Gillette’s "The best men can be" campaign, which addresses bullying, sexism and harassment, has provoked a fierce debate online.
The ad – which showcases the worst of male behaviour and asks: "Is this the best a man can get?" – has caused a stir on Twitter with users even starting a #BoycottGillette hashtag.
I won't be buying Gillette and other P&G products again. A company that has built its empire thanks to men buying its products for decades now dares to spit on masculinity in the new commercial. I'm done! #BoycottGillette— A. Mathura (@ptmathura) January 15, 2019
An angry Piers Morgan also slammed the "man-hating" ad:
Users have called the ad "smarmy" and "the product of mainstream radicalized feminism" in Twitter tirades:
the only ones lauding the Gillette ad work in media/advertising. everyone else sees it for what it is: a smarmy, condescending virtue signal aimed at the hardworking decent men they been price-gouging for years.— GregGutfeld (@greggutfeld) January 15, 2019
The #Gillette commercial is the product of mainstream radicalized feminism— & emblematic of Cultural Marxism.— Candace Owens (@RealCandaceO) January 15, 2019
LET LITTLE BOYS WRESTLE.
Despite what Lena Dunham tells you, women are not into beta males & men are not into chicks w/ armpit hair.

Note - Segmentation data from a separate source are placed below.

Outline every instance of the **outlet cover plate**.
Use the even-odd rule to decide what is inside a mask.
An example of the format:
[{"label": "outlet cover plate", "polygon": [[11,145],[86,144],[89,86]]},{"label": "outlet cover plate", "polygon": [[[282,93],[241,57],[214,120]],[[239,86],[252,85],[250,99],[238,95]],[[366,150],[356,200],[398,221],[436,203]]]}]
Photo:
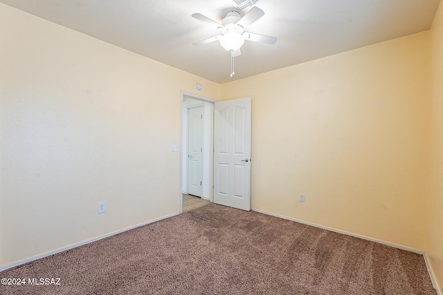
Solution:
[{"label": "outlet cover plate", "polygon": [[105,202],[100,202],[97,204],[97,213],[105,213],[106,212],[106,204]]},{"label": "outlet cover plate", "polygon": [[305,202],[305,194],[304,193],[300,193],[300,202]]}]

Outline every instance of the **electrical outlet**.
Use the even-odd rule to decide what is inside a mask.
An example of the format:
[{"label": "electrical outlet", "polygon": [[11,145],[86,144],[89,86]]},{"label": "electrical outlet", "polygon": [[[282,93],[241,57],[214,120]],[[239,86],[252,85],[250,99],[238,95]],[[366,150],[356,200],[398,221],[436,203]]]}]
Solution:
[{"label": "electrical outlet", "polygon": [[300,193],[300,202],[305,202],[305,194],[304,193]]},{"label": "electrical outlet", "polygon": [[101,202],[98,204],[97,206],[97,213],[105,213],[106,212],[106,204],[105,202]]}]

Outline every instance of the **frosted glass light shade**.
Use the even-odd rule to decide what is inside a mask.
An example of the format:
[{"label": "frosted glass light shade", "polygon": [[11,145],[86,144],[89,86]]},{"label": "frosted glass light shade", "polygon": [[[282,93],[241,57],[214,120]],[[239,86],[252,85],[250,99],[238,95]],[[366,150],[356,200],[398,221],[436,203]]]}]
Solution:
[{"label": "frosted glass light shade", "polygon": [[244,43],[244,37],[236,30],[230,30],[220,38],[220,45],[228,51],[238,50]]}]

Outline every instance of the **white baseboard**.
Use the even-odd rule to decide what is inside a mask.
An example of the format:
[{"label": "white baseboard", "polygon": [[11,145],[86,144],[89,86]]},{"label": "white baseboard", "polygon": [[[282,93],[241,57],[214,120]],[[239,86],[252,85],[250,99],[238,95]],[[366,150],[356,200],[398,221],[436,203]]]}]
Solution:
[{"label": "white baseboard", "polygon": [[362,238],[363,240],[370,240],[372,242],[378,242],[378,243],[380,243],[380,244],[386,245],[387,246],[393,247],[394,248],[401,249],[402,250],[406,250],[406,251],[410,251],[411,252],[415,252],[415,253],[417,253],[418,254],[423,255],[423,256],[424,258],[424,262],[425,262],[425,263],[426,265],[426,268],[428,269],[428,272],[429,273],[429,276],[431,276],[431,280],[432,281],[433,287],[434,287],[435,291],[437,291],[437,295],[443,295],[443,292],[442,292],[443,289],[442,288],[440,288],[440,286],[438,285],[438,283],[437,283],[437,279],[436,279],[436,278],[435,278],[435,276],[434,275],[434,272],[432,269],[432,267],[431,265],[431,263],[429,263],[429,258],[428,258],[428,255],[424,251],[419,250],[419,249],[415,249],[415,248],[410,248],[410,247],[405,247],[405,246],[403,246],[403,245],[401,245],[394,244],[394,243],[392,243],[392,242],[386,242],[386,241],[384,241],[384,240],[379,240],[379,239],[374,238],[370,238],[370,237],[368,237],[368,236],[365,236],[359,235],[359,234],[356,234],[350,233],[348,231],[341,231],[340,229],[334,229],[334,228],[332,228],[332,227],[325,227],[325,226],[323,226],[323,225],[316,225],[316,224],[312,223],[312,222],[308,222],[300,220],[298,220],[298,219],[296,219],[296,218],[292,218],[291,217],[284,216],[283,215],[275,214],[273,213],[268,212],[268,211],[263,211],[263,210],[259,210],[259,209],[255,209],[255,208],[252,208],[252,210],[255,211],[256,212],[262,213],[264,214],[270,215],[271,216],[278,217],[279,218],[286,219],[287,220],[291,220],[291,221],[294,221],[296,222],[302,223],[303,225],[311,225],[312,227],[318,227],[319,229],[326,229],[326,230],[334,231],[334,232],[336,232],[336,233],[343,234],[345,234],[347,236],[353,236],[353,237]]},{"label": "white baseboard", "polygon": [[140,223],[138,225],[133,225],[132,227],[126,227],[126,228],[123,229],[120,229],[120,230],[118,230],[118,231],[113,231],[113,232],[111,232],[111,233],[109,233],[109,234],[105,234],[103,236],[98,236],[98,237],[96,237],[96,238],[91,238],[91,239],[89,239],[89,240],[84,240],[82,242],[77,242],[75,244],[72,244],[72,245],[70,245],[66,246],[66,247],[62,247],[62,248],[56,249],[55,250],[49,251],[48,252],[43,253],[42,254],[36,255],[36,256],[33,256],[33,257],[30,257],[30,258],[26,258],[26,259],[23,259],[23,260],[15,262],[15,263],[11,263],[11,264],[3,265],[3,266],[0,267],[0,272],[3,272],[3,270],[6,270],[6,269],[10,269],[11,267],[16,267],[16,266],[18,266],[18,265],[21,265],[22,264],[27,263],[30,262],[30,261],[36,260],[37,259],[40,259],[40,258],[42,258],[44,257],[49,256],[51,255],[55,254],[57,253],[62,252],[64,251],[69,250],[71,249],[75,248],[75,247],[79,247],[79,246],[82,246],[82,245],[86,245],[86,244],[89,244],[90,242],[95,242],[96,240],[101,240],[102,238],[107,238],[107,237],[111,236],[116,235],[117,234],[123,233],[123,231],[129,231],[129,229],[135,229],[136,227],[143,227],[143,225],[149,225],[150,223],[155,222],[156,221],[159,221],[159,220],[161,220],[163,219],[169,218],[170,217],[175,216],[179,215],[179,213],[175,213],[174,214],[168,215],[168,216],[163,216],[163,217],[161,217],[159,218],[154,219],[153,220],[150,220],[150,221],[148,221],[148,222],[143,222],[143,223]]},{"label": "white baseboard", "polygon": [[429,275],[431,276],[431,280],[432,280],[432,285],[434,286],[434,289],[437,291],[437,295],[443,295],[443,286],[440,287],[438,285],[438,280],[437,280],[437,277],[435,276],[435,273],[432,268],[432,265],[429,260],[429,257],[428,256],[428,254],[424,254],[424,262],[426,263],[426,267],[428,268],[428,272],[429,272]]},{"label": "white baseboard", "polygon": [[362,235],[359,235],[359,234],[357,234],[350,233],[350,232],[346,231],[342,231],[342,230],[340,230],[340,229],[334,229],[332,227],[325,227],[323,225],[317,225],[317,224],[312,223],[312,222],[308,222],[307,221],[300,220],[298,220],[298,219],[296,219],[296,218],[292,218],[291,217],[284,216],[283,215],[275,214],[273,213],[268,212],[268,211],[263,211],[263,210],[256,209],[255,208],[252,208],[252,210],[255,211],[256,212],[262,213],[264,214],[270,215],[271,216],[278,217],[279,218],[286,219],[287,220],[291,220],[291,221],[295,221],[296,222],[302,223],[302,224],[307,225],[311,225],[312,227],[318,227],[319,229],[326,229],[326,230],[328,230],[328,231],[334,231],[334,232],[338,233],[338,234],[345,234],[347,236],[353,236],[353,237],[362,238],[363,240],[370,240],[370,241],[372,241],[372,242],[378,242],[379,244],[386,245],[386,246],[393,247],[394,248],[401,249],[402,250],[410,251],[411,252],[417,253],[417,254],[421,254],[421,255],[424,255],[424,253],[425,253],[424,251],[419,250],[418,249],[410,248],[408,247],[403,246],[403,245],[401,245],[394,244],[394,243],[386,242],[386,241],[384,241],[384,240],[379,240],[379,239],[374,238],[370,238],[370,237],[368,237],[368,236],[362,236]]}]

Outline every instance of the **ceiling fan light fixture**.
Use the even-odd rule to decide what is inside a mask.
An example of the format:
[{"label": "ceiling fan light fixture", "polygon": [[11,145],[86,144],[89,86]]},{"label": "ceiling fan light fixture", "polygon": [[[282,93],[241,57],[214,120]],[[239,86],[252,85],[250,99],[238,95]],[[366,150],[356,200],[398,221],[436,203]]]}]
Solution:
[{"label": "ceiling fan light fixture", "polygon": [[228,30],[220,37],[220,45],[228,51],[237,51],[244,44],[244,37],[237,30]]}]

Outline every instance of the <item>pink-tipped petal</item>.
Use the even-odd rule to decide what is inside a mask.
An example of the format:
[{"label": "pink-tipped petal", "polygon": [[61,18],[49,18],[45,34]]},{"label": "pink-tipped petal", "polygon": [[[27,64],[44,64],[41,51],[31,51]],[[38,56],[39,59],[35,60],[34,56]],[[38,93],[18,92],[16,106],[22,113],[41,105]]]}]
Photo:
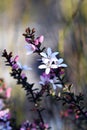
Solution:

I'd like to thank Gillette for reminding me how horrible it is to be man. This should sit well with your customers. NOT.— Chuck Woolery (@chuckwoolery) January 14, 2019
British comedian Ricky Gervais weighed in on the debate too:
I used to love beating up kids at barbecues. Now I realise that is wrong. Also, my balls have never been smoother. Thanks, Gillette.— Ricky Gervais (@rickygervais) January 15, 2019
However, the response was not wholly negative, with some commentators praising the "brave" spot:
THIS is how you use your brand. THIS is how you engage with your audience. Gillette being aware of mostly having a male audience and using their influence as a global brand to make a change for the better. other companies take notes pic.twitter.com/KCdxKDLji0— laq (@spidervesre) January 15, 2019
Meanwhile, others have raised concerns about those complaining:
People are upset at @Gillette because the company challenged men to hold each other accountable for things like bullying and harassment. Think about what kind of person boycotts a company for promoting responsible behavior.— Daddy Files (@DaddyFiles) January 15, 2019
Joe Wade, chief executive of Don't Panic, pointed out that brands that jump on a political purpose bandwagon with no "track record as a purposeful brand" often garner criticism. He said: "The backlash demonstrates that they have no right to be in this space that they have entered, learning nothing from Pepsi's 'Jennergate' debacle.
"No-one looks to a razor company for guidance or wisdom on how to be a man."